Sweden's national food agency (Livsmedelsverket) said in a statement on Monday that tests had confirmed that imported frozen fruits were the source of the sickness outbreak.
 
It is suspected that the raspberries became contaminated during the packing process, when boxes of berries were hand-packed by a worker who was carrying the virus.
 
"It is not uncommon for imported frozen raspberries to be contaminated with Norovirus," Livsmedelsverket said in a statement on its website.
 
Norovirus can have a greater impact on elderly patients who may already have weaker immune systems than younger people who contract the virus.
 
Mats Lindbland, an infection control coordinator at Livsmedelsverket told Metro newspaper on Monday: "This confirms the importance of our advice to boil raspberries before serving them.
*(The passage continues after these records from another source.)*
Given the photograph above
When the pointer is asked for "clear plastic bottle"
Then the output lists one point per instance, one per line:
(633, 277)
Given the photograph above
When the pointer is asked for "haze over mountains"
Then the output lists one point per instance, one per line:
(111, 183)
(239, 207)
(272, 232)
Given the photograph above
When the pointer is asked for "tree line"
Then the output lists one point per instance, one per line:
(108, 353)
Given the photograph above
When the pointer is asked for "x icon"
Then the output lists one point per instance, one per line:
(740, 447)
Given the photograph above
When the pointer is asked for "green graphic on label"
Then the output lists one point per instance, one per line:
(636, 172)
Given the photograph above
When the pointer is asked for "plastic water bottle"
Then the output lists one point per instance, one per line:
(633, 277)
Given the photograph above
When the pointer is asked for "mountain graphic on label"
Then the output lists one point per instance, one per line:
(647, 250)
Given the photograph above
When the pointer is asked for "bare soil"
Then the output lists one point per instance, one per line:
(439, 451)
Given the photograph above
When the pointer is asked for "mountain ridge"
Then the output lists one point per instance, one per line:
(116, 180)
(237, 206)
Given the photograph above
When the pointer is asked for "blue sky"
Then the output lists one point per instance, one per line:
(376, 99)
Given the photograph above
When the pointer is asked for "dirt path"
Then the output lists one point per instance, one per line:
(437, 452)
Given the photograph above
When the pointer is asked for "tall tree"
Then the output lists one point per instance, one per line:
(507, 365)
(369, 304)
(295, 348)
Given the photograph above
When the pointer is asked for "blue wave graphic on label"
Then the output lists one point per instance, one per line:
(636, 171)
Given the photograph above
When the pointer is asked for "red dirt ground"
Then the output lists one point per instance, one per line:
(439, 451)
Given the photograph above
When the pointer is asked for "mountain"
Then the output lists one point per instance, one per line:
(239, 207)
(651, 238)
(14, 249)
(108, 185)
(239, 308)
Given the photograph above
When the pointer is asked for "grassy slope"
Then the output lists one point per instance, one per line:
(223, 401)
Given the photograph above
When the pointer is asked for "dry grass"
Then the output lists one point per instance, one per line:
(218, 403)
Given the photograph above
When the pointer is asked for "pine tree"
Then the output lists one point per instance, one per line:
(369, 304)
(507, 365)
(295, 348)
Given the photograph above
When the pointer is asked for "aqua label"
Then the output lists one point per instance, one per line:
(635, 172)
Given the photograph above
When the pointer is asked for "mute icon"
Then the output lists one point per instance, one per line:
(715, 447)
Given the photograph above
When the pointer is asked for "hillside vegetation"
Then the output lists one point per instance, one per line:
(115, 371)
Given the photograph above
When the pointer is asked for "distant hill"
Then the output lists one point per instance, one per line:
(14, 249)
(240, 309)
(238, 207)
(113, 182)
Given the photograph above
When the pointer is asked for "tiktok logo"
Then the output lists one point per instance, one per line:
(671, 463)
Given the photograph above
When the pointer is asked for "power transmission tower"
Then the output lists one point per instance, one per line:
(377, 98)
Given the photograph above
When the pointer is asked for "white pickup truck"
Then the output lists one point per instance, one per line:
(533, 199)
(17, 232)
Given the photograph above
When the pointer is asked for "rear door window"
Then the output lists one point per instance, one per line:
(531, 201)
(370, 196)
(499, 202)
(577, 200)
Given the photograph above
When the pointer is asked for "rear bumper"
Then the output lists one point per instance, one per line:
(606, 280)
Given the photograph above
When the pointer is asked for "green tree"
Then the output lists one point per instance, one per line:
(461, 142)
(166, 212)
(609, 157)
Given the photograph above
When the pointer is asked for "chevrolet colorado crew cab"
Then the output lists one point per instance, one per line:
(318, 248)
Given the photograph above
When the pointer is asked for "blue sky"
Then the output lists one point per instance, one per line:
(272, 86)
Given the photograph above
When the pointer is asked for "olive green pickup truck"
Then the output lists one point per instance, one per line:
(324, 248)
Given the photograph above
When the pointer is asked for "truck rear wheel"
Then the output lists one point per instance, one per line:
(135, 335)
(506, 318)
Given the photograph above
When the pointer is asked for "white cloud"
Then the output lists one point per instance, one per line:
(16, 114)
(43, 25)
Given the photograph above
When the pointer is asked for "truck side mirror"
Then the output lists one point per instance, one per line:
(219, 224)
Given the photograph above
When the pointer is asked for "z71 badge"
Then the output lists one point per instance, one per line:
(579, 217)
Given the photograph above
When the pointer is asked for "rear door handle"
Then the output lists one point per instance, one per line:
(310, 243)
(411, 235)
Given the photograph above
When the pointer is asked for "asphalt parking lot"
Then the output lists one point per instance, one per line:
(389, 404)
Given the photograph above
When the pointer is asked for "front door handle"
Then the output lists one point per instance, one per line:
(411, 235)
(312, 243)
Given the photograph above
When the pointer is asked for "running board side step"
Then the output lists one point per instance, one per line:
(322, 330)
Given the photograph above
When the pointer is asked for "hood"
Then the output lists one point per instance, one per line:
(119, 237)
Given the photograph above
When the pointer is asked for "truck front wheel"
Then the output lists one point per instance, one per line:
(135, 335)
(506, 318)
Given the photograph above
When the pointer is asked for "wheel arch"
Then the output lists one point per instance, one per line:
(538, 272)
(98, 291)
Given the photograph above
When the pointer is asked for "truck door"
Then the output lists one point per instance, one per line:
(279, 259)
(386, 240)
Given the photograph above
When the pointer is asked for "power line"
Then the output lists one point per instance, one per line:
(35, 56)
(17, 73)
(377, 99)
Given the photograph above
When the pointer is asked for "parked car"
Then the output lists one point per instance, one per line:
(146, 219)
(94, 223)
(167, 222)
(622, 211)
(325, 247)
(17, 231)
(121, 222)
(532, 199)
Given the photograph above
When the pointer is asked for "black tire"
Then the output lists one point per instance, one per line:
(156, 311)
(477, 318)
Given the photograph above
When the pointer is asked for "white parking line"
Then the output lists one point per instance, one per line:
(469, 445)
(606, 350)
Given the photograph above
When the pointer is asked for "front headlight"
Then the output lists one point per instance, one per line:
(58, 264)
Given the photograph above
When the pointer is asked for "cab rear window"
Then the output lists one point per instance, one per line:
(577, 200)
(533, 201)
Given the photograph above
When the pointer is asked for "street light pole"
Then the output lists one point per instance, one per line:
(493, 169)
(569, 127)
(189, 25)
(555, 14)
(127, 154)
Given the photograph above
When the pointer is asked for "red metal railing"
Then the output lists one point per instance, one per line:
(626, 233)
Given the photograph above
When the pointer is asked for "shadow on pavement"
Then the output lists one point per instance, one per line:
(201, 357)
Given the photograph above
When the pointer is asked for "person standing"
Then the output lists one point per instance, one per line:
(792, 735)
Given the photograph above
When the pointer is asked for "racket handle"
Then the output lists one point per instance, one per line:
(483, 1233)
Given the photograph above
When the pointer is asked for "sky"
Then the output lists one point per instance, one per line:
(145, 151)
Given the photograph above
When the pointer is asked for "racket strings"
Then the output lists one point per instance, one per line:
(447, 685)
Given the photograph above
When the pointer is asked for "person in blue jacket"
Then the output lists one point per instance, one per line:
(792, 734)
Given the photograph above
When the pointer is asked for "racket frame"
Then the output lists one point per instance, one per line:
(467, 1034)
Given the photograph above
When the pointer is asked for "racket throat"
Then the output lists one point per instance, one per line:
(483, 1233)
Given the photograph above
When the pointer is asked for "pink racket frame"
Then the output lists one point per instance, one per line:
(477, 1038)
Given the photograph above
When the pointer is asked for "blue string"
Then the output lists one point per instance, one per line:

And it is valid especially when serving frozen imported raspberries in retirement homes or hospitals, where those who are eating them may suffer severe symptoms or even die if they are already sick from other diseases before."
 
Last week it was confirmed that staff at the care home in Ljungby did not boil the fruits served in last Sunday's dessert, despite written guidance on the packaging and the municipality's own safety guidelines.
 
Officials have since tightened procedures.
 
"From our side as the supervisory authority, we continue to review... [our] own control measures," said food inspector Josef Larsson. 
 
All those initially infected by the raspberries have now recovered, although some pensioners who were later infected by their peers remain sick.